Background: We aimed to investigate quality of life ratings among people with varying severity of dementia and their carers, recruited in general hospital.
Method: We recruited 109 people with dementia, and their proxies (carers), from psychiatric referrals of inpatients in two general hospitals in England. From patients, we gathered data on quality of life (QoL-AD and EQ5-D) and depressive symptoms, and from proxies we gathered data on patient quality of life (Proxy QoL-AD and EQ5-D), severity of dementia, activities of daily living, physical illness and depressive symptoms, and on carer stress.
Results: Completion rates for both measures were progressively lower with increasing dementia severity. Patients rated their quality of life more highly than proxies on Qol-AD (patients = 32.2, CI = 30.7–33.7, proxies = 24.7, CI = 23.8–26.0, p < 0.001) and on EQ5D (patients = 0.71, CI = 0.64–0.77, proxies = 0.30, CI = 0.22–0.38, p < 0.001). For proxy EQ5D, impaired instrumental ADLs (p = 0.003) and more severe dementia (p = 0.019) were associated with ratings, while for proxy QoL-AD, only more severe dementia (p = 0.039) was associated with ratings.
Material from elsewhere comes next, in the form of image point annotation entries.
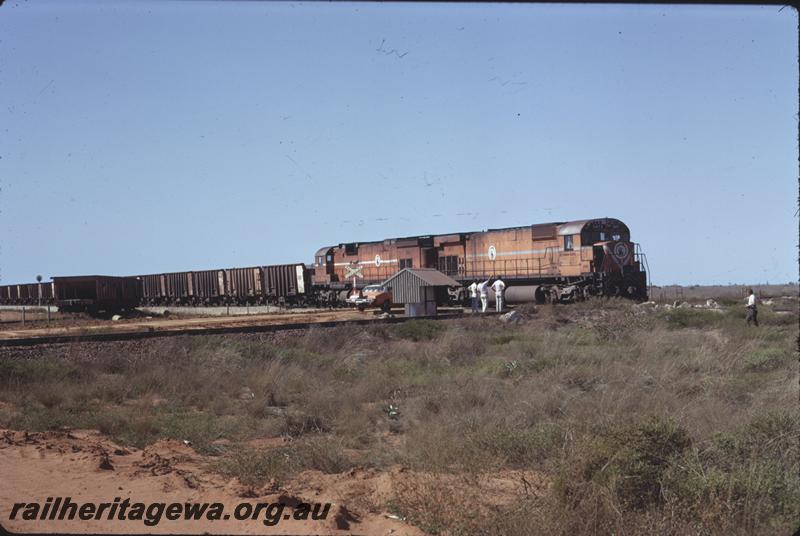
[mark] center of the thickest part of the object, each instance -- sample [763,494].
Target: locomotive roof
[570,227]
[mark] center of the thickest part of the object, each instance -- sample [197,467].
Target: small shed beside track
[420,289]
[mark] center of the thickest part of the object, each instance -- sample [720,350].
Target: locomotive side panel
[513,253]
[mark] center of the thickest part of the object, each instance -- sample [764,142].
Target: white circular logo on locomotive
[621,250]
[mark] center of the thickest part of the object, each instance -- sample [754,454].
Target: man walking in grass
[473,295]
[499,287]
[483,290]
[752,310]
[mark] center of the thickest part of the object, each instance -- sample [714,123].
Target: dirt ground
[82,326]
[89,468]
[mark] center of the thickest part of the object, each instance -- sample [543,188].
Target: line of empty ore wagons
[288,284]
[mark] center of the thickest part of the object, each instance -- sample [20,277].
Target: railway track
[204,326]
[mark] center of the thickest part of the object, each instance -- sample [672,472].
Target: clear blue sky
[140,137]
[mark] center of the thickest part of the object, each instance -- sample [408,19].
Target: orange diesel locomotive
[547,262]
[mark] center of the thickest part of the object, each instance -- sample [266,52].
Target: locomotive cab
[323,266]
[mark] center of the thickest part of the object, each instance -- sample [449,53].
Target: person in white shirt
[483,290]
[499,287]
[752,310]
[473,294]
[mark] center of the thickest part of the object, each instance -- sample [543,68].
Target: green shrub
[764,359]
[629,460]
[420,330]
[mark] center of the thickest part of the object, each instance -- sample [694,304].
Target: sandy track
[185,324]
[68,464]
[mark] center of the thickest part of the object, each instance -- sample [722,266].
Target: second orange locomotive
[560,261]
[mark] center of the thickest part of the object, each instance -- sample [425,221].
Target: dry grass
[667,422]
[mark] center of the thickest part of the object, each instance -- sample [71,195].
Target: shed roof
[429,277]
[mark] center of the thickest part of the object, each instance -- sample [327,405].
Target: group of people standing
[481,291]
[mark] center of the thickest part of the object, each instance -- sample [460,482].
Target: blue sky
[140,137]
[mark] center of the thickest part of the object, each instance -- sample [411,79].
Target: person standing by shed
[752,309]
[473,295]
[483,290]
[499,287]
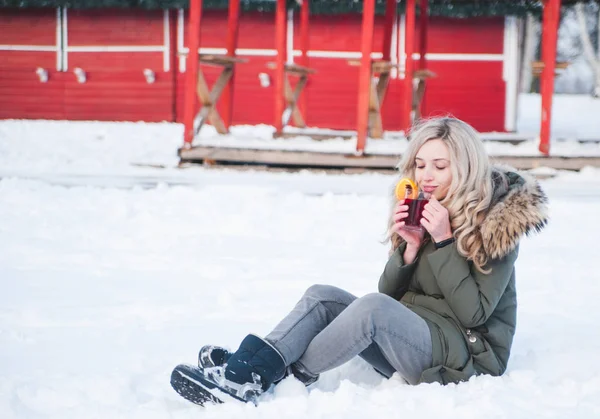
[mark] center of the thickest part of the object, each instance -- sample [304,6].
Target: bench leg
[292,111]
[208,99]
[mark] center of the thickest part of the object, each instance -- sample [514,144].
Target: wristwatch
[444,243]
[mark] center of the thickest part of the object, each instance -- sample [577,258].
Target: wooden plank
[295,159]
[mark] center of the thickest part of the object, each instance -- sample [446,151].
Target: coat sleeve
[396,276]
[471,295]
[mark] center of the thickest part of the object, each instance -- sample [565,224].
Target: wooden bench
[419,82]
[291,96]
[209,98]
[380,78]
[382,70]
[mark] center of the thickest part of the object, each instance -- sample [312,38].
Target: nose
[428,173]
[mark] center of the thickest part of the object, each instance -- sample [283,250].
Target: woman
[446,307]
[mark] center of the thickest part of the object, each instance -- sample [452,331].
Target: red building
[127,65]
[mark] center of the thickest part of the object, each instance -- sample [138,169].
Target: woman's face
[432,168]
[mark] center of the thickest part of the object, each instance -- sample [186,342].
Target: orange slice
[406,188]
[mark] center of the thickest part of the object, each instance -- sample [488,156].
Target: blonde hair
[470,193]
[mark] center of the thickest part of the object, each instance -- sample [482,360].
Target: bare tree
[591,56]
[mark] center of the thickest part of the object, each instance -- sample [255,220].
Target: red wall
[117,90]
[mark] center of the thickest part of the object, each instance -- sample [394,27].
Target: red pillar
[280,45]
[304,41]
[232,37]
[409,66]
[191,72]
[390,17]
[423,22]
[549,39]
[364,78]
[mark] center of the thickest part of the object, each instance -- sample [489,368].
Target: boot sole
[189,382]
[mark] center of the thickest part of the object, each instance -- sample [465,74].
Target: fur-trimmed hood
[519,207]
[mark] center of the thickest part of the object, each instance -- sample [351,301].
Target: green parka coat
[471,315]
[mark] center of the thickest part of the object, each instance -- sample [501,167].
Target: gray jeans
[330,326]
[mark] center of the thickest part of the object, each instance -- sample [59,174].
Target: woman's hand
[436,221]
[413,239]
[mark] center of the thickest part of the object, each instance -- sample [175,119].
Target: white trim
[402,46]
[116,48]
[349,55]
[394,49]
[167,42]
[59,51]
[180,49]
[65,44]
[40,48]
[510,72]
[459,57]
[290,37]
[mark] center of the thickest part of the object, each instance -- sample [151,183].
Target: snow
[113,270]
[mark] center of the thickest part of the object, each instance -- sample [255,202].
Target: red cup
[415,213]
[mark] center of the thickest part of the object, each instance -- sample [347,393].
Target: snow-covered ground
[113,271]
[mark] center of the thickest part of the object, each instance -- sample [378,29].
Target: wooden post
[191,72]
[423,23]
[408,67]
[390,17]
[304,47]
[232,37]
[364,78]
[174,62]
[280,45]
[549,39]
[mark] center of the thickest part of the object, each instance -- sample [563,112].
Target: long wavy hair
[470,193]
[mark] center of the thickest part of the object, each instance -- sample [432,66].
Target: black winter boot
[213,356]
[247,374]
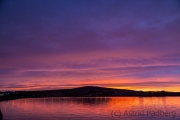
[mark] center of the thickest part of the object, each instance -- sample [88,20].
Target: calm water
[122,108]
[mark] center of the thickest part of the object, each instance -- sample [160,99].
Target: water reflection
[90,108]
[1,115]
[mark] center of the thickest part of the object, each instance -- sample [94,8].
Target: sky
[56,44]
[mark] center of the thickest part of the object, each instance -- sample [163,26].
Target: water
[98,108]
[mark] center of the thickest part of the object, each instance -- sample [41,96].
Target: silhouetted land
[87,91]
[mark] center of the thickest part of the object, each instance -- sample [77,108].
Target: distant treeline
[87,91]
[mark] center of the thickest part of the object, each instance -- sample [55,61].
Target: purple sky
[52,44]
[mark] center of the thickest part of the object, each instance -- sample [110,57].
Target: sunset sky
[55,44]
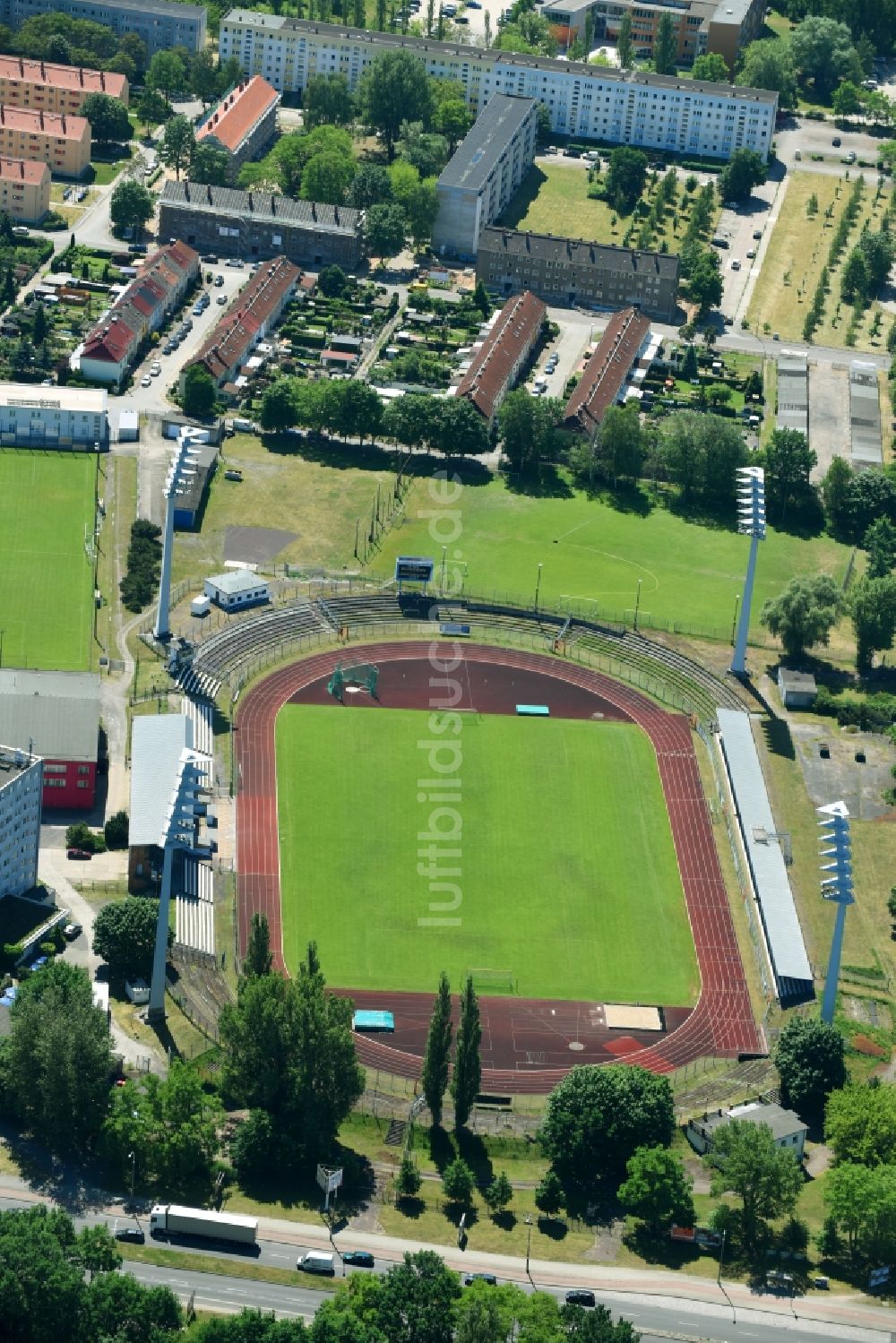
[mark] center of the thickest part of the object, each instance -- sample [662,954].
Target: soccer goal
[493,981]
Lower patient EQ-5D scores were independently associated only with carer stress (p = 0.01). Lower patient QoL-AD scores were associated with patient depression (p = 0.001), impaired activities of daily living (p = 0.02) and proxy psychiatric symptoms (p = 0.002).
Conclusions: Among patients with moderate to severe dementia in general hospital, proxy measures of quality of life are the only practical option. Patients and proxies appear to have very different concepts of quality of life in dementia.